Philippe Abergel : Depuis 2008, mon rôle est d’animer le syndicat et d’assurer son bon fonctionnement au quotidien. Cela passe par plusieurs missions, à commencer par ma participation aux négociations et discussions autour de la nouvelle convention collective, un enjeu central pour notre secteur. J’accompagne également nos adhérents sur des questions sociales, juridiques et stratégiques, afin de les aider à mieux appréhender les évolutions réglementaires et les spécificités de notre marché.

 

Une autre de mes missions concerne la gestion des labels du Synpase, notamment celui qui est obligatoire pour accéder aux CDD d’usage, ainsi que notre label RSE, qui valorise les bonnes pratiques. J’ai également à cœur de faire connaître et reconnaître les métiers de notre branche. Pour cela, nous publions des articles, participons à des événements et mettons en place diverses actions de communication.

 

Enfin, je travaille au développement du club partenaires du Synpase. Cet espace permet de créer des synergies entre les sociétés de notre écosystème et d’encourager les collaborations, comme avec Coffreo, pour renforcer l’ensemble de la filière.

Le Synpase a joué un rôle clé dans la création de la nouvelle convention collective. Pouvez-vous nous en dire plus ?

 

Philippe Abergel : Depuis 2016, nous avons anticipé la volonté du gouvernement de réduire le nombre de branches professionnelles. Nous avions deux choix : être absorbés par une branche plus large, avec le risque de voir nos spécificités disparaître, ou élargir notre propre champ en intégrant de nouveaux métiers.

 

Nous avons opté pour la seconde stratégie, en agrégeant de nouveaux secteurs comme les festivals de cinéma, les entreprises exploitantes de chapiteaux, tentes et structures (CTS), les agences événementielles et les agences de mannequins. Cela nous a permis d’assurer la pérennité de notre branche et de renforcer notre poids dans le dialogue social. Cette convention collective à vocation à couvrir environ 80 000 salariés.

convention collective synpase
Source : Document du Synpase, “Nouvelle convention collective : enjeux et accompagnement”.

Quel a été le principal défi lors de cette négociation ?

 

Philippe Abergel : L’un des principaux enjeux a été de trouver un équilibre entre les acquis des salariés déjà rattachés à la branche et les réalités économiques des entreprises qui la rejoignent. Certains seuils d’indemnités, notamment ceux des indemnités de départ en retraite, étaient trop élevés pour des structures nouvellement intégrées à la branche. Nous avons dû travailler avec les syndicats pour ajuster ces niveaux tout en veillant à préserver les avantages des collaborateurs déjà en place et en permettant aux nouvelles sociétés d’adopter progressivement ces évolutions.

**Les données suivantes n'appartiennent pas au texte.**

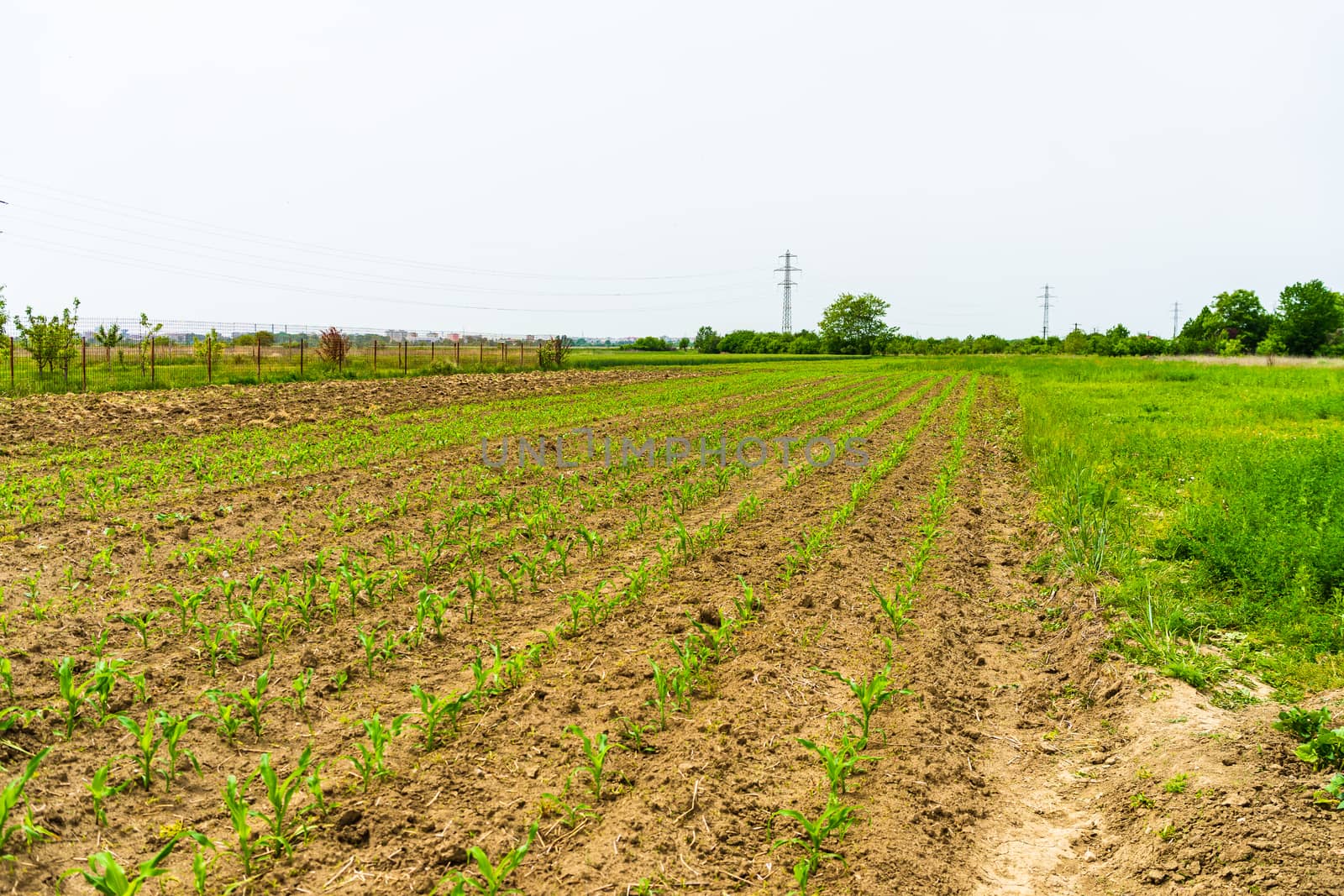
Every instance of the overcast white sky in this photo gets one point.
(363, 164)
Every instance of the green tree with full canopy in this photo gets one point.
(1308, 316)
(1242, 317)
(53, 342)
(855, 325)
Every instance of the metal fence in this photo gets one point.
(97, 358)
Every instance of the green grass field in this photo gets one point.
(1206, 503)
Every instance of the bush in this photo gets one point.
(333, 347)
(53, 342)
(648, 344)
(551, 354)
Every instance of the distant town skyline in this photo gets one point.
(605, 168)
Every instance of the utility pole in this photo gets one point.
(1045, 322)
(788, 289)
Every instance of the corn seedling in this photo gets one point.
(100, 790)
(371, 761)
(663, 694)
(837, 762)
(147, 741)
(596, 752)
(835, 820)
(636, 734)
(172, 730)
(569, 813)
(71, 692)
(235, 802)
(870, 694)
(280, 793)
(10, 797)
(109, 879)
(491, 878)
(895, 606)
(437, 712)
(218, 642)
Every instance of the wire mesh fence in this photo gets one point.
(118, 355)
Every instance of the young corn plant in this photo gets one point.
(235, 802)
(147, 741)
(897, 607)
(663, 694)
(490, 879)
(172, 730)
(837, 762)
(73, 694)
(109, 879)
(437, 712)
(596, 752)
(218, 642)
(835, 820)
(100, 792)
(10, 795)
(870, 694)
(371, 761)
(280, 793)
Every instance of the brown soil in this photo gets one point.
(1007, 768)
(34, 422)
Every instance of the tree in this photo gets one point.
(706, 340)
(214, 344)
(1308, 316)
(551, 352)
(109, 338)
(806, 343)
(147, 340)
(1241, 316)
(261, 338)
(333, 345)
(1075, 343)
(737, 343)
(855, 325)
(53, 342)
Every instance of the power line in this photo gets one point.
(279, 242)
(1045, 322)
(322, 270)
(249, 281)
(788, 289)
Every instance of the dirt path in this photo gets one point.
(1021, 757)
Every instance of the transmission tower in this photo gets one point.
(1045, 304)
(788, 270)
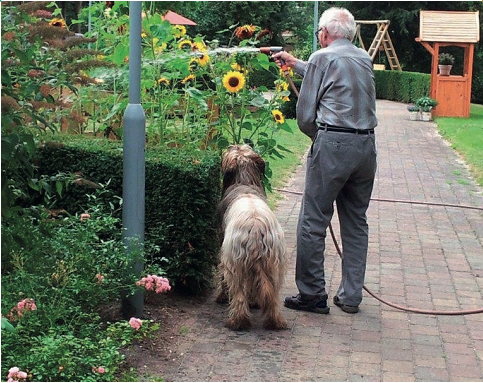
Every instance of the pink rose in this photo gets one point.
(135, 323)
(84, 216)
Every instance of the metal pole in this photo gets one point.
(89, 25)
(316, 25)
(133, 211)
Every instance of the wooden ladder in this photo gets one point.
(382, 37)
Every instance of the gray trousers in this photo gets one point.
(341, 167)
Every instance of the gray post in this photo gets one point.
(316, 25)
(134, 162)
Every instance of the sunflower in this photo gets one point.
(163, 80)
(237, 67)
(161, 48)
(185, 44)
(57, 23)
(245, 31)
(188, 79)
(290, 72)
(179, 31)
(203, 59)
(199, 46)
(193, 64)
(282, 86)
(278, 116)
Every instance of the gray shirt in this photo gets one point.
(338, 89)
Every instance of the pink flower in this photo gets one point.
(14, 374)
(154, 283)
(135, 323)
(84, 216)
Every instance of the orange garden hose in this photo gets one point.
(382, 300)
(339, 251)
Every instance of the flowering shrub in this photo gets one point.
(15, 375)
(154, 283)
(68, 268)
(135, 323)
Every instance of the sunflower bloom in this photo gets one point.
(290, 72)
(179, 31)
(204, 59)
(282, 86)
(199, 46)
(237, 67)
(245, 31)
(188, 79)
(185, 44)
(163, 80)
(278, 116)
(193, 64)
(57, 23)
(233, 81)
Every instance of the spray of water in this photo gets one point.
(167, 57)
(210, 52)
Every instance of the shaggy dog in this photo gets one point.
(253, 253)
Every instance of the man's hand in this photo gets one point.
(282, 57)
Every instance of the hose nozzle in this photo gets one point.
(270, 51)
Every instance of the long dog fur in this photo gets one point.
(253, 251)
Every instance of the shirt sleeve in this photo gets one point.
(300, 67)
(309, 97)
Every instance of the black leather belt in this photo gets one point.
(332, 128)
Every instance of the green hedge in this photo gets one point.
(390, 85)
(401, 86)
(182, 190)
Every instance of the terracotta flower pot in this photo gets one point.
(444, 70)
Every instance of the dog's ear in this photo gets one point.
(260, 163)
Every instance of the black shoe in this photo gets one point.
(314, 306)
(345, 308)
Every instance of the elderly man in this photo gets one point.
(337, 110)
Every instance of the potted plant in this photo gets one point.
(445, 61)
(425, 105)
(414, 113)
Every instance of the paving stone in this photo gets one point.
(420, 256)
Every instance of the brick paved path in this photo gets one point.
(426, 257)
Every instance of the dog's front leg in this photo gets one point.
(222, 289)
(239, 316)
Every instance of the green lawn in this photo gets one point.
(466, 137)
(282, 169)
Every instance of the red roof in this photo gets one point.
(174, 18)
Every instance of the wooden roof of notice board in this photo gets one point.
(453, 27)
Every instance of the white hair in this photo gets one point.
(339, 23)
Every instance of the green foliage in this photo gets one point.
(401, 86)
(466, 137)
(69, 268)
(276, 16)
(182, 190)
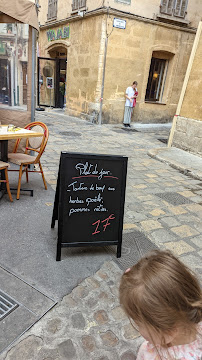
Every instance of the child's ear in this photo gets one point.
(170, 336)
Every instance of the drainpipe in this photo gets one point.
(33, 74)
(103, 80)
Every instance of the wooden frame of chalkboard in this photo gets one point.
(89, 200)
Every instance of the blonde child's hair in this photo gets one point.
(161, 293)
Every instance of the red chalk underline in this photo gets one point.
(85, 176)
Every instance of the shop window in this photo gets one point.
(13, 65)
(156, 80)
(78, 4)
(174, 7)
(52, 9)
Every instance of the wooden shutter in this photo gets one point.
(52, 9)
(180, 8)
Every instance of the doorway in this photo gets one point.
(52, 73)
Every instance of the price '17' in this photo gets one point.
(102, 225)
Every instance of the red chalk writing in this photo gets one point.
(102, 225)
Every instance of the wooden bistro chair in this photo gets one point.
(4, 166)
(24, 160)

Quels sont les grands bénéfices de cette nouvelle convention collective ?

 

Philippe Abergel : Elle a eu plusieurs effets positifs. D’abord, elle permet d’étendre considérablement le champ de notre branche professionnelle, ce qui nous donne plus d’influence dans les négociations sociales et réglementaires. Cela permet également de mutualiser des dispositifs importants, tels que la prévoyance. Grâce à cette mutualisation, nous pouvons négocier des régimes santé et prévoyance plus avantageux pour près de 80000 personnes.

 

Cette convention a aussi permis la reconnaissance de métiers qui n’étaient pas encore intégrés, comme le Catering. Elle a également joué un rôle clé pour les nouveaux secteurs entrants, qui jusque-là n’avaient pas de convention collective propre. Par exemple, les agences événementielles appliquaient divers textes de manière volontaire, ce qui créait des disparités dans les règles du jeu. L’introduction de cette convention a permis d’établir des règles communes pour tous, assurant plus de cohérence.

 

Par exemple, en ce qui concerne les CDD d’usage, nous avons travaillé pour adapter ces contrats aux spécificités de certains secteurs. Pour les agences événementielles, nous avons introduit le CDI de chantier, un contrat de longue durée de trois ans, qui correspond au rythme de leurs emplois. Ce dispositif est particulièrement pertinent pour des événements comme les JO, où des équipes sont dédiées plusieurs années à l’avance. Bien entendu, des contreparties sont associées à cette flexibilité.

 

En résumé, ce texte a permis de mieux structurer le secteur, tout en assurant une meilleure protection sociale pour les salariés.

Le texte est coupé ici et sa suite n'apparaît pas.